Un peu d'histoire

Un passé maritime riche et une situation particulière ont façonné Cancale. Pays des huîtres et des bisquines, Cancale regarde toujours vers la mer, portant haut les plaisirs de la voile et le goût des produits de qualité.

Probablement fondé par le moine Saint-Méen vers 545, le statut de ville à part entière est accordé en 1545 par le roi François Ier. A l’abri des vents dominants et exploitant un site naturel d’abri, le port va se développer au pied des falaises de la Houle à travers les siècles. Pêche lointaine sur les bancs de Terre-Neuve ou pêche des huîtres sauvages dans la baie, Cancale est tournée vers la mer et l’exploitation de ses ressources.

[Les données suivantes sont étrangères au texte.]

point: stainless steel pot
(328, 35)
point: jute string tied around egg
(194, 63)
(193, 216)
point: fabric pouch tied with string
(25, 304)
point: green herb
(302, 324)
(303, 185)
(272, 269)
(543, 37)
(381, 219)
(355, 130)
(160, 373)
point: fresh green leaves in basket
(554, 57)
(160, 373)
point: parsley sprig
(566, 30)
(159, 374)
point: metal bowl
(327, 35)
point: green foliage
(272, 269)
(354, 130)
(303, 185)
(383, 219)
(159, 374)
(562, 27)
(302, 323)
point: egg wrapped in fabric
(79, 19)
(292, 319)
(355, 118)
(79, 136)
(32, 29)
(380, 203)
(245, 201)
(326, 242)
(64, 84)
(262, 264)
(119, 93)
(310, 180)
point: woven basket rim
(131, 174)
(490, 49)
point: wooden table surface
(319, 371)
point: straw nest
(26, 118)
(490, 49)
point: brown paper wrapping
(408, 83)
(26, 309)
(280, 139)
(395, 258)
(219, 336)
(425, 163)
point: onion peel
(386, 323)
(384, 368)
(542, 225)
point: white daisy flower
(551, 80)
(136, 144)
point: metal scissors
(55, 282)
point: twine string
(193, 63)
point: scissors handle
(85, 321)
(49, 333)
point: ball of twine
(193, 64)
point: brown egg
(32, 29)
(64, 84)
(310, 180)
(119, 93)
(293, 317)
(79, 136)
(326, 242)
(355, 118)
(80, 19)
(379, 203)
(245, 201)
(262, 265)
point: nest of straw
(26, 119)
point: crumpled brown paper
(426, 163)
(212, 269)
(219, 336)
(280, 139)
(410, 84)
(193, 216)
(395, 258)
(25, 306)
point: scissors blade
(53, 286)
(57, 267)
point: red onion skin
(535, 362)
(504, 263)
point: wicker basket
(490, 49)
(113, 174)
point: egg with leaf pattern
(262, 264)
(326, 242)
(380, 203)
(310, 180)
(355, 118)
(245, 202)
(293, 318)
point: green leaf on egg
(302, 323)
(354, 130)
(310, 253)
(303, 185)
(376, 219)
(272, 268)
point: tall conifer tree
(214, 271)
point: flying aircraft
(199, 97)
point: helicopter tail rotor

Au XVIIIème siècle, comme les autres ports de la côte, Cancale est attaquée plusieurs fois par les Anglais. Diverses fortifications sont érigées sur la côte avec notamment la construction du Fort des Rimains qui débute en 1779 sur l’île du même nom ou encore le corps de garde des anciens gardes-côtes sur le site des Daules. A la pointe du Grouin, un sémaphore de la Marine aujourd’hui désaffecté est également construit afin de permettre la surveillance de la zone nautique. Il voit de nos jours tous les 4 ans, le départ de la célèbre Route du Rhum, la course transatlantique en solitaire.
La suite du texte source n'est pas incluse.